The Mets experienced plenty of trouble early, in danger of suffering their 10th straight loss in games after Matt Harvey starts, when a series of fortuitous circumstances saved them in the eighth.
After John Buck led off with a walk and Ruben Tejada singled, Daniel Murphy narrowed the margin to one with a two-out single, and Tejada was able to advance to third when center fielder B.J. Upton bobbled the wet ball. Moments later, Braves reliever Anthony Varvaro unleashed a game-tying wild pitch amidst a steady rain.
Varvaro completed the inning, but the grounds crew started rolling out the tarp moments later.
"Man, it was tough to see," Murphy said. "But as tough as it was to see, I'm sure it was tough to get a grip on the ball and your footing on the mound. So it was an equal playing field. We were really glad to tie the score up there."
It was indeed a fortunate break for the Mets, who fell into a late hole when Greg Burke served up a two-run, go-ahead single to Evan Gattis in the eighth. Starting pitcher Jeremy Hefner had actually performed quite well against the Braves, rebounding from two early runs to give the Mets a quality start. But his teammates again struggled at the plate, drawing the Mets into a tie game late.
It was Scott Rice who cracked first, walking Justin Upton and allowing a single to Freddie Freeman. But it was Burke who cracked most, walking Dan Uggla before allowing Gattis' pinch-hit single to drive in the go-ahead runs.
The Harvey Hangover seemed to take effect immediately in the first inning, when Hefner walked Justin Upton and served up a two-run homer to Freeman with two outs. But Hefner struck out the final batter of that inning, keying a run of eight consecutive outs. He had retired 16 of 18 when the Mets decided to pinch-hit for him in the sixth inning, nursing a one-run lead.

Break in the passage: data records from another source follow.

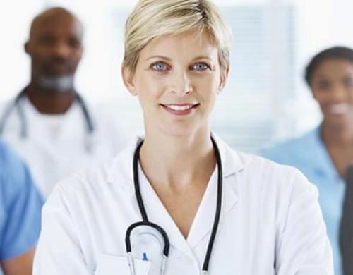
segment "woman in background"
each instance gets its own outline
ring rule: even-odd
[[[342,179],[353,161],[353,49],[335,47],[318,53],[307,66],[305,80],[320,105],[321,123],[301,138],[265,150],[263,155],[298,168],[318,187],[335,274],[341,275]]]

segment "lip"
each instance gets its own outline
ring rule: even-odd
[[[160,106],[168,113],[176,116],[187,116],[195,111],[199,103],[173,103]]]
[[[332,114],[344,114],[347,113],[351,106],[347,103],[332,104],[327,108],[328,113]]]

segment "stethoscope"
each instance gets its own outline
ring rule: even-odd
[[[8,117],[11,113],[14,111],[17,111],[18,116],[20,121],[20,136],[23,139],[26,139],[28,136],[28,123],[23,111],[23,108],[21,106],[21,99],[26,96],[27,87],[24,88],[13,99],[12,104],[9,104],[7,109],[4,112],[4,114],[0,118],[0,135],[4,133],[5,127],[6,126]],[[92,151],[92,136],[93,132],[95,131],[95,126],[92,120],[92,118],[88,111],[88,108],[82,98],[82,97],[78,92],[75,92],[75,99],[77,101],[80,105],[82,114],[83,114],[83,118],[86,125],[87,130],[87,140],[85,144],[85,150],[87,152],[90,153]]]
[[[212,136],[211,136],[211,140],[213,145],[215,154],[216,157],[217,166],[218,168],[217,207],[216,207],[215,216],[211,231],[211,236],[210,238],[210,240],[208,241],[206,255],[205,257],[205,259],[202,267],[202,274],[203,275],[208,274],[208,266],[210,263],[210,258],[211,256],[213,244],[215,243],[217,229],[218,228],[218,224],[220,223],[220,212],[222,206],[222,161],[218,147],[217,146],[217,144]],[[164,274],[167,259],[168,258],[169,253],[169,240],[168,238],[168,235],[162,227],[160,227],[156,224],[154,224],[148,221],[146,210],[145,209],[145,205],[143,204],[143,200],[142,199],[141,192],[140,190],[140,181],[138,180],[138,159],[140,154],[140,149],[141,148],[143,143],[143,140],[142,140],[140,142],[140,143],[137,145],[133,154],[133,183],[135,188],[135,192],[136,192],[137,202],[138,204],[138,208],[140,209],[140,213],[142,216],[143,220],[142,221],[138,221],[131,224],[128,228],[125,236],[125,245],[126,245],[126,253],[128,255],[128,265],[130,267],[130,274],[131,275],[136,275],[134,259],[131,253],[132,250],[131,243],[131,233],[135,229],[140,226],[149,226],[153,228],[154,231],[157,232],[162,236],[162,238],[164,240],[163,254],[162,255],[162,267],[160,271],[160,274],[163,275]]]

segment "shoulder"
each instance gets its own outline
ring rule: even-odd
[[[0,174],[15,176],[24,168],[23,161],[4,140],[0,140]]]
[[[296,168],[279,164],[263,157],[234,150],[225,144],[220,143],[220,148],[221,155],[225,159],[225,175],[227,176],[234,173],[236,178],[241,182],[240,188],[254,191],[265,188],[267,190],[287,192],[294,185],[299,188],[311,188],[312,185]]]

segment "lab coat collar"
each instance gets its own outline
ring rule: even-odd
[[[212,133],[213,137],[218,146],[221,156],[223,169],[223,178],[227,178],[237,171],[241,171],[244,163],[239,154],[234,151],[220,137]],[[126,175],[131,180],[124,183],[133,188],[133,153],[140,139],[136,136],[120,153],[112,160],[107,169],[107,181],[111,183],[121,183],[121,173]],[[126,174],[127,173],[127,174]]]
[[[220,226],[221,226],[225,216],[233,209],[238,201],[236,177],[231,176],[234,176],[234,173],[242,170],[244,164],[240,156],[229,147],[225,142],[215,135],[213,137],[220,149],[223,168],[222,206],[220,221]],[[131,202],[133,204],[136,204],[136,196],[133,189],[133,157],[138,142],[138,139],[136,138],[128,147],[121,152],[115,160],[111,163],[110,168],[107,169],[108,181],[110,183],[130,186]],[[191,258],[195,257],[192,250],[205,238],[209,237],[213,225],[217,201],[217,172],[216,171],[212,176],[214,180],[210,181],[210,184],[202,199],[186,240],[152,186],[150,184],[144,184],[148,183],[147,179],[142,170],[139,169],[141,193],[143,200],[145,202],[145,207],[149,220],[157,224],[166,231],[171,245]],[[126,181],[121,181],[122,174],[125,176],[124,178],[126,179]],[[124,188],[124,190],[126,189]],[[148,197],[148,200],[146,200],[146,197]],[[136,206],[136,212],[138,219],[140,219],[137,205]]]

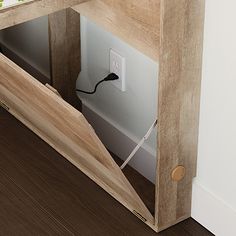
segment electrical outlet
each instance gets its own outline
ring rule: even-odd
[[[118,52],[113,49],[110,50],[110,73],[115,73],[119,76],[118,80],[112,81],[113,85],[115,85],[122,92],[126,91],[126,62],[125,58],[122,57]]]

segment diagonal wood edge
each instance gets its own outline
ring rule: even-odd
[[[190,217],[196,174],[204,0],[161,0],[156,226]],[[175,182],[177,166],[185,177]]]
[[[0,71],[0,101],[4,108],[154,227],[154,217],[83,115],[3,55]]]
[[[36,0],[0,11],[0,29],[66,9],[89,0]]]

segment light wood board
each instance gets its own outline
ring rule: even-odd
[[[204,0],[161,0],[156,225],[165,229],[191,214],[196,174]],[[178,165],[180,182],[171,179]]]
[[[88,0],[36,0],[2,9],[0,11],[0,30],[86,1]]]
[[[1,105],[153,227],[154,217],[83,115],[3,55],[0,71]]]
[[[91,0],[73,9],[158,60],[160,0]]]

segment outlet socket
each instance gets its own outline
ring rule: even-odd
[[[110,49],[110,73],[115,73],[119,76],[118,80],[112,81],[112,84],[116,86],[122,92],[126,91],[126,61],[118,52]]]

"Outstanding, outstanding," was how Collins classified Hefner's performance. "When he came off after the sixth, he could've probably started the seventh inning because he was feeling OK. But I was so excited that he pitched so well, after he's been so down about not winning a game, I said, 'I'm not going to let this kid lose this game. I'm not going to do that.'"
As it turns out, the Mets neither won nor lost. Chipping away on Lucas Duda's RBI single in the first, they tied things the first time on Buck's leadoff homer in the fourth, then took the lead against Braves starter Kris Medlen on Marlon Byrd's RBI single in the fifth. Medlen otherwise showcased plenty of swing-and-miss stuff, striking out nine Mets batters in six innings.

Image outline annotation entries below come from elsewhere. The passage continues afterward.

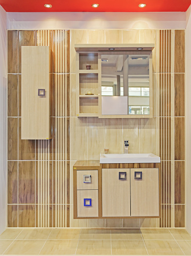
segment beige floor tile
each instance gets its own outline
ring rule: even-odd
[[[111,255],[111,241],[80,240],[77,254]]]
[[[18,240],[38,240],[47,239],[51,229],[23,229],[19,235],[16,237]]]
[[[47,240],[40,254],[74,254],[78,240]]]
[[[112,240],[111,245],[112,254],[147,254],[143,240]]]
[[[184,255],[183,252],[173,241],[145,240],[148,254],[151,255]]]
[[[144,239],[148,240],[175,240],[167,229],[164,228],[141,228],[140,232]]]
[[[191,240],[190,235],[184,228],[169,229],[169,231],[176,240]]]
[[[111,239],[142,240],[142,237],[139,229],[111,229]]]
[[[0,240],[14,239],[22,230],[22,229],[20,228],[8,228],[0,235]]]
[[[82,229],[80,239],[111,239],[110,229]]]
[[[191,255],[191,241],[177,241],[178,244],[186,255]]]
[[[38,255],[44,243],[44,240],[15,240],[4,254]]]
[[[53,229],[48,237],[48,240],[55,239],[78,239],[80,229]]]
[[[0,254],[2,254],[4,252],[12,242],[13,240],[3,240],[0,241]]]

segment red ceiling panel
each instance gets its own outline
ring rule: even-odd
[[[93,8],[93,3],[99,6]],[[140,8],[140,3],[146,4]],[[45,4],[52,7],[46,8]],[[185,12],[191,0],[0,0],[7,12]]]

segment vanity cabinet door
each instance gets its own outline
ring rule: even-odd
[[[132,168],[131,216],[159,215],[158,168]]]
[[[103,217],[130,215],[130,169],[102,169]]]

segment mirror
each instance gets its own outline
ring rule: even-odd
[[[114,114],[108,112],[108,106],[115,108],[111,96],[116,96],[114,100],[123,106],[115,114],[149,115],[150,56],[123,52],[101,55],[102,114]]]

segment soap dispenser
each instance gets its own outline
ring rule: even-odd
[[[129,153],[129,141],[124,141],[124,153],[128,154]]]

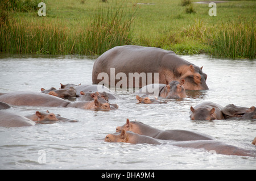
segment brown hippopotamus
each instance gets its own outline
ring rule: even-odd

It was enough to keep the Braves within striking distance, which proved significant. As soon as Hefner departed, they tied the game at 3, with Uggla launching a leadoff homer against LaTroy Hawkins in the seventh.
In perhaps the game's most intriguing subplot, struggling first baseman Ike Davis was 0-for-4 with four strikeouts, eliciting increasingly loud boos from a scattered crowd after each at-bat. The Mets have spent significant time over the past week discussing Davis' future, including a potential demotion to the Minor Leagues.
"I know it's wearing on him," Collins said, noting that Davis took extra swings in the batting cage during the rain delay. "These players get to the big leagues because they're very talented guys. They haven't had to deal with much failure in their whole lives. When you deal with what he's going through right now, it's pretty hard to take it when you've never been there before. Sometimes you think it's a growing lesson, but other times, it can break you down."
Fans holding ticket stubs for Friday's game may exchange them for tickets to Saturday's quasi-doubleheader beginning at 6:10 p.m., or Sunday's series finale. Full information is available here.
Friday's originally scheduled Fireworks Night will take place following Saturday's game.